GLI SPORT CHE SI POSSONO FARE NONOSTANTE IL COVID

17 novembre 2020 - E se il Covid portasse alla rivincita degli sport considerati minori? Dalla scherma all'atletica, molte discipline si sono rivelate più resilienti rispetto ad altre.

Non sono sport di contatto, non si fanno in gruppo. Non sono, per numeri, i più praticati in Italia, ma sono quello che meglio hanno resistito alle norme che hanno imposto il distanziamento sociale. Niente assembramenti per l’atletica, il ciclismo, l’arrampicata sportiva, la scherma e per i pochi altri che si sono salvati dalla scure dei Dpcm, uno dei quali ha messo in fila 130 specialità che non si possono praticare, inserendo addirittura il tennis, se fatto al chiuso.

Tutti si sono fermati la scorsa primavera, ma anche nella pausa c’è chi ha gestito più facilmente gli allenamenti a distanza.

C’è chi come il tennis è tornato in campo in fretta, visto il bel tempo e la distanza mantenuta nei campi all’aperto. Stessa libertà per l’atletica. L’azzurro Eyob Ghebrehiwet Faniel, 27enne poliziotto veneto di origine eritrea, è il primatista italiano della maratona e ha ripreso ad allenarsi grazie all’apertura allo sport all’aperto arrivata dopo Pasqua dalla regione Veneto.
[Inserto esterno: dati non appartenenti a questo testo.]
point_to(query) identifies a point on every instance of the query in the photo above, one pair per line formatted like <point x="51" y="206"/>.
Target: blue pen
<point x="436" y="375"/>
Ancora adesso queste specialità sono praticabili e praticate. La sicurezza non è passata in secondo piano. «La prima ripresa», racconta Giovanna Trillini, plurimedagliata nel fioretto a Mondiali e Olimpiadi e ora tecnico a Jesi, «è coincisa con il bel tempo e abbiamo lavorato all’aperto. Abbiamo mantenuto gruppi divisi e fasce orarie molto rigide. Ci sono controlli all’ingresso e distanze che cerchiamo di far mantenere sempre».

È un adattarsi per tutti gli sport. Non si usano gli spogliatoi, si limitano gli ingressi, si adattano gli allenamenti. Per la scherma, che non è sport di contatto grazie all’utilizzo dell’arma, è cambiato il saluto: non c’è più la stretta di mano, si usano piede, gomito e sguardo.

Anche a distanza quasi tutte le società italiane sono riuscite a lavorare. «Noi facciamo preparazione atletica e tecnico tattica. La prima si è sempre fatta anche da casa. Era una necessità per tenere il gruppo, per non perdere quello che si era fatto e per alleggerire un po’ la tensione» spiega Giovanna Trillini.

Questi sport hanno numeri più ridotti rispetto ad altri. Questo è stato da una parte incentivo per gli insegnanti nel cercare di mantenere in ogni modo attive le società e coinvolti i ragazzi. Dall’altra parte avere numeri ridotti ha facilitato la gestione nel momento più difficile.

Mancano le gare. Dovrebbero ripartire, da gennaio, a livello regionale. «Lo sport è stato colpito come tanti altri settori. Sta cercando di ripartire. Le gare sarebbero fondamentali, soprattutto andando verso le Olimpiadi. Lo stimolo della gara fa tanto. In sala però sono tornati quasi tutti. Pensavo peggio, invece gli atleti ci sono» conclude la campionessa olimpica. La speranza è che altri si avvicinino agli sport che sono riusciti a superare alcune delle barriere imposte dal Covid.